# dead gerbil



## liesel (Feb 13, 2013)

I realized one of my gerbils had been mia for a bit. I thought that was odd then I looked inside his cage and found chewed up corpse. from what I've found via research gerbils generally eat the dead so I'm guessing it wasn't a murder? I'm confused though whenever my rats died it was peaceful their bodies just looking like they were sleeping. This gerbil is not sleeping and he doesn't look it at all. maybe that's cause he's chewed but I found him under his wheel and I'm wondering what happened. His body almost looks as though the wheel crushed it. I don't know his age I rescued him from an abusive home. but I've had him over a year so maybe it's old age?? Does anyone know with gerbils what do I do with the body?

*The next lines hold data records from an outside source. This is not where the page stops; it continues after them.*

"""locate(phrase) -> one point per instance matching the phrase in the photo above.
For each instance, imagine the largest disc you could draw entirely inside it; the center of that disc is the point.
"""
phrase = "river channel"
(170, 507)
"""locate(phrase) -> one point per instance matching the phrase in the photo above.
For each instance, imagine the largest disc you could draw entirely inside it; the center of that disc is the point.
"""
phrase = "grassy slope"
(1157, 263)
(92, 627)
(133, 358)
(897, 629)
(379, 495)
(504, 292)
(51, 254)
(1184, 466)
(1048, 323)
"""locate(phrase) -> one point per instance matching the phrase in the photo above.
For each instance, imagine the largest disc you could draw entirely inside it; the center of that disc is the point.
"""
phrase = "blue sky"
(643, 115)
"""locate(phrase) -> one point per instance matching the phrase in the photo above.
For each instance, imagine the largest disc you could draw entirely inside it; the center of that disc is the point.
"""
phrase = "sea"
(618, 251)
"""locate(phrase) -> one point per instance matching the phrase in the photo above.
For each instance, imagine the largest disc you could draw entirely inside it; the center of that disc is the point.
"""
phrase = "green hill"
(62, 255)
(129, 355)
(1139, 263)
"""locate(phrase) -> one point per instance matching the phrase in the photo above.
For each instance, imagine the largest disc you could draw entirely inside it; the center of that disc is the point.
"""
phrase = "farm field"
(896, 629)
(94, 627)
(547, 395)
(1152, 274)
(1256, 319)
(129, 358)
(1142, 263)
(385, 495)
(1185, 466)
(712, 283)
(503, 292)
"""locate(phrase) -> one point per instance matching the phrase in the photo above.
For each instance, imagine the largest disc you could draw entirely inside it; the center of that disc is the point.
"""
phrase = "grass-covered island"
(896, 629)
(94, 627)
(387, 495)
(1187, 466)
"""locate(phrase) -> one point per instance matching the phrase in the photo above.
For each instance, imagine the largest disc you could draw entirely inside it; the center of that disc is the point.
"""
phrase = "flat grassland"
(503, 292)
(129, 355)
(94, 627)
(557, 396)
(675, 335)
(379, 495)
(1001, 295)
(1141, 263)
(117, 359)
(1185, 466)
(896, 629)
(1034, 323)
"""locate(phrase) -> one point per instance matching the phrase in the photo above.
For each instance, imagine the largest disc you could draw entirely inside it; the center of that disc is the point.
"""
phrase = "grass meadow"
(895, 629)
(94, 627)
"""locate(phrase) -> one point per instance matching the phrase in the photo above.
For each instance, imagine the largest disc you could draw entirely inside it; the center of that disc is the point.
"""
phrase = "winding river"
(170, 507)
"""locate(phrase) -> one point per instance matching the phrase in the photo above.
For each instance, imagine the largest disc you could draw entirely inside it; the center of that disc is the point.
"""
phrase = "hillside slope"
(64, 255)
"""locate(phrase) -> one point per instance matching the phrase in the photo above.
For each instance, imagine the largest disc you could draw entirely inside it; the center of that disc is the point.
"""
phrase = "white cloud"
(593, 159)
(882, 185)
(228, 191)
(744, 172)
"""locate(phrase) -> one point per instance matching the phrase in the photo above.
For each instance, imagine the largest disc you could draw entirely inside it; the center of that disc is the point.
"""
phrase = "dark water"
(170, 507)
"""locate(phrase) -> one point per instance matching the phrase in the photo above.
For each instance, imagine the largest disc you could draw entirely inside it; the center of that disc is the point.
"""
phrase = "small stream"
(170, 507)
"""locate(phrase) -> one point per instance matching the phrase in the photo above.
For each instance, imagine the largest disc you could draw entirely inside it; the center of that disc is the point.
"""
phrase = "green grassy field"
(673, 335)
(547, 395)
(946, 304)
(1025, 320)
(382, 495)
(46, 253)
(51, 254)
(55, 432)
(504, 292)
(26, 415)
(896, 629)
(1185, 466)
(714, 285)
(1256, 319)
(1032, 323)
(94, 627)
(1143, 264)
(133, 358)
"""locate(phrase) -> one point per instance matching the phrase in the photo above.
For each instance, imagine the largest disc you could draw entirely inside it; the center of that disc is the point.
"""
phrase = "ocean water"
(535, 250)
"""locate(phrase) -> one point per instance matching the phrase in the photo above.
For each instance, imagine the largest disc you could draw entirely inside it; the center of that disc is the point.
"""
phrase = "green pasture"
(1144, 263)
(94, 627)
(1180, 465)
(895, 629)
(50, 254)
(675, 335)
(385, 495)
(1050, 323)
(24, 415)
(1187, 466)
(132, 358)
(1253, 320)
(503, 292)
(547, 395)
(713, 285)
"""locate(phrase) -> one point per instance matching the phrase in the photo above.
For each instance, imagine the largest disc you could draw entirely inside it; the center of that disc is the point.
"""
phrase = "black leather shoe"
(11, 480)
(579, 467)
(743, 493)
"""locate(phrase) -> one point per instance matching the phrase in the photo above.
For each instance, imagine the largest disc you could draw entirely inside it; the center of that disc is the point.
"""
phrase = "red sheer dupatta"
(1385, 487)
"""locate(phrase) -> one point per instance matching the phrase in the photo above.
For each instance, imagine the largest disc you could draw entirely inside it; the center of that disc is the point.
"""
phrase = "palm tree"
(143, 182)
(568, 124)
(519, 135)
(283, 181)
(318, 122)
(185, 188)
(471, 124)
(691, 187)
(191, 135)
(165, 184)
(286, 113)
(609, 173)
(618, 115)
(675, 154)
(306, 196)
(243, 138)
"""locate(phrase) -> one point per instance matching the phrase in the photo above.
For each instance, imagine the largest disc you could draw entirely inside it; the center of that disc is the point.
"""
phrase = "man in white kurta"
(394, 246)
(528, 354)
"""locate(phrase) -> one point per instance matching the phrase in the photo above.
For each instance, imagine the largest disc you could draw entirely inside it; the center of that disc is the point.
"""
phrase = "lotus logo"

I live in an apartment now I can't dig a hole in the backyard. I don't understand why he looks so miserable almost like his gerbil buddy killed him... but they've been together for their whole lives why would they suddenly turn on each other? maybe it just looks gruesome cause he's partly chewed. any thoughts?


----------



## Hey-Fay (Jul 8, 2013)

It's more than likely old age that did him in. His cage mate was more than likely just trying to get rid of the body, sometimes rats do this too. As to what to do with his remains, you could wrap him in a scrap of nice cloth and put him in an airtight container and store him in your freezer till the ground is soft enough to bury him. I have my Thistle wrapped up in a nice blanket and sealed in a airtight tupper ware container in the deep freezer till I can bring her home to MI and have her laid to rest beside her mother and siblings.


----------



## liesel (Feb 13, 2013)

How do u transport the body though afterwards without it smelling up the car during the drive? 
I'm thinking you're right about it being old age, everyone I've talked to seems to think that was it once they learn how old they are. It's so sad that rodents don't live very long.


----------



## Jaguar (Nov 15, 2009)

Sounds like it was just cleanup to me, too. Having a dead body around leaves them feeling extremely vulnerable to predators, so they try to hide it.

Just transport it in a cooler on ice. If it's a long trip, most convenience stores sell bags of ice so you can swap it out every few hours.


----------